Choosing Appropriate Analysis

Robin Donatello

2023-10-11

A unifying model framework

A good way to think about all statistical models is that the observed data comes from some true model with some random error.

DATA = MODEL + RESIDUAL

The MODEL is a mathematical formula (like \(y = f(x)\)).

The formulation of the MODEL will change depending on the number of, and data types of explanatory variables. One goal of inferential analysis is to explain the variation in our data, using information contained in other measures.

Which model to use?

Moving from:

“What descriptive measures should be used to examine the data”

to

“What statistical analyses should be performed?


REF: PMA6 Chapter 6

Why selection can be difficult

  • Classroom instruction tends to present methods in logical order from a learning perspective. Building from simple to more complex. Exposure to complex models limited.
  • Real life data often contain a mixture of data types, missing data and complex patterns. This can make the choice of analysis somewhat arbitrary at times.
  • Two trained statisticians presented with the same data will often approach the analysis from different perspectives, and may different analyses depending on what assumptions they are willing to make.

Not always clear

  • The primary assumption of most standard statistical procedures is that the records are independent of each other.
  • Often program evaluation relies on paired measurements before and after a certain exposure or treatment (pre-post).
    • In this case, the approach is to calculate a pairwise difference for each individual and compare the average difference to 0 (any change vs no change).
  • For the purposes of this class, we will only concern ourselves with independent groups.

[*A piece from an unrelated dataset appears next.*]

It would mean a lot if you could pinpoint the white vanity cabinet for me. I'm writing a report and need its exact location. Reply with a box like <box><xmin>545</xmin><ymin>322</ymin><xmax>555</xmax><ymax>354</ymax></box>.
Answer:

Repeated measures is a topic typically taught in MATH 456 (but also covered in Chapter 18 of PMA6)

Choose your adventure

Table 6.2 in PMA6 shows which statistical analyses procedures are appropriate depending on the combination of explanatory and response variable.

Case study practice

Go to the HackMD collaborative notes on Choosing appropriate analysis and work in pairs to answer an assigned question.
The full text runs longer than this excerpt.